The three men will join Gov. Robert F. McDonnell (R) on Wednesday; he will be in France for the Paris Air Show, an international trade fair for the aerospace business held every other year.
They will spend much of Wednesday in meetings with executives of companies they hope to lure to Virginia, visit the state’s booth at the show and attend a reception and dinner McDonnell is hosting at the Cercle de l’Union social club. On Thursday, they will fly to Toulouse in southwest France to meet with company executives.
Noyes will then travel to Germany to attend the Automotive News Europe Congress.
Noyes’s trip is estimated to cost $10,489, including $1,800 for registration to attend the convention in Germany. Marshall’s expenses are $5,364, and Ruff’s are $5,270.
House Minority Leader Ward L. Armstrong (D-Henry), whose district benefits from the tobacco settlement but has been critical of the commission’s past spending, said he will not know if the money for the trip is being well spent until he sees whether it results in any jobs, but he said it may look inappropriate.
“At this time, when you have double digit unemployment . . . it certainly has the appearance of being extravagant,” Armstrong said. “On the heels of this scathing report, it sends a bad message.”
Last week, the Joint Legislative Audit and Review Commission said the commission spent too much money on projects that did not generate jobs or boost salaries. In the past decade, 1,368 grants worth $756 million have been awarded for a variety of projects, including high-speed Internet access in rural areas, walking trails and improvements to the Martinsville Speedway. About $606 million is available for future grants.
Last weekend, after The Post reported that more than a dozen legislators were flying to France on unrelated trips paid by a company lobbying them to lift a ban on uranium mining in Virginia, Marshall criticized the lawmakers for taking “vacations” in his hometown newspaper, neglecting to say that he was going to the same country the same week.
Ruff did not return a phone call. Noyes defended the trip, saying he was flying coach and going to France because “that’s where the meetings are held.”
Last year, the chairman of the tobacco commission, Del. Terry G. Kilgore (R-Scott), Ruff and Noyes went to England in July at the same time McDonnell went on a trade mission to Europe. The trip cost $8,291.
Both trips were built around luring suppliers for aircraft-engine maker Rolls-Royce, which opened a manufacturing and research facility in Prince George County in May, and companies to the Commonwealth Center for Advanced Manufacturing, a research center set to open nearby next year.

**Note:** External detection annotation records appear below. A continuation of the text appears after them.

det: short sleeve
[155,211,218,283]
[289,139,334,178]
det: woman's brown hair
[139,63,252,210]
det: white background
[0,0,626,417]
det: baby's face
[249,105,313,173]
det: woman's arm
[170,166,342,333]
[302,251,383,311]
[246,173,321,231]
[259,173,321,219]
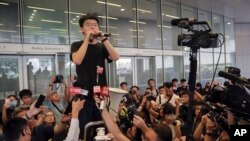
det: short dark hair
[158,86,164,90]
[7,94,18,100]
[120,82,128,87]
[172,78,178,83]
[151,124,172,141]
[181,78,187,82]
[148,78,155,84]
[163,82,173,88]
[3,117,28,141]
[19,89,32,99]
[79,13,99,27]
[163,103,175,116]
[130,85,140,91]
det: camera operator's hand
[50,76,56,85]
[25,100,46,119]
[72,99,85,119]
[133,115,148,133]
[3,98,10,109]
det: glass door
[0,55,23,99]
[23,55,56,96]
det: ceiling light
[111,33,120,36]
[64,11,86,16]
[0,30,17,32]
[165,14,180,19]
[51,28,67,32]
[129,20,146,24]
[96,1,122,7]
[100,26,117,29]
[41,19,62,23]
[129,29,144,32]
[157,25,172,28]
[16,25,41,29]
[0,2,9,5]
[132,8,152,14]
[131,36,144,38]
[27,6,56,12]
[98,16,118,20]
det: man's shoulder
[71,41,83,47]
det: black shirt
[31,124,54,141]
[70,41,112,97]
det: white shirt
[64,118,80,141]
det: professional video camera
[207,67,250,119]
[119,94,137,132]
[171,18,218,49]
[54,74,63,83]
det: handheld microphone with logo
[89,32,111,42]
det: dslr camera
[54,74,63,83]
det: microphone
[218,71,249,84]
[171,18,207,28]
[171,18,190,26]
[89,32,111,42]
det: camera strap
[51,102,63,114]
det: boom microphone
[218,71,249,84]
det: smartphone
[35,94,45,108]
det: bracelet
[25,113,31,120]
[102,37,108,43]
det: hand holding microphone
[89,31,111,43]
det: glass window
[138,0,162,49]
[69,0,106,43]
[23,0,68,44]
[226,53,236,67]
[109,57,134,88]
[0,0,21,43]
[214,53,226,84]
[135,57,157,92]
[200,52,214,86]
[24,56,55,96]
[184,51,200,82]
[164,56,183,82]
[106,0,137,47]
[155,56,164,88]
[0,56,19,99]
[181,5,198,51]
[212,14,225,53]
[162,0,182,50]
[198,10,213,52]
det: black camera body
[54,74,64,83]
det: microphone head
[171,18,189,26]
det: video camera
[206,68,250,119]
[54,74,64,83]
[171,18,218,49]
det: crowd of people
[0,13,243,141]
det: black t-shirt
[70,41,112,96]
[31,124,54,141]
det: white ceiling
[175,0,250,23]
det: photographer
[46,75,71,123]
[70,13,119,140]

McDonnell announced one deal after the Europe trip, according to his office. The Hornschuch Group, a producer and marketer of highly technical films, said it would invest $28.3 million to expand its O’Sullivan Films operation, creating 174 jobs, in Winchester, which is not in the tobacco commission’s region.
The cost of the trip for McDonnell; Jim Cheng, Virginia secretary of commerce and trade; and Vince Barnett, director of communications and promotions for the Virginia Economic Development Partnership, is $42,454, said McDonnell spokesman Jeff Caldwell.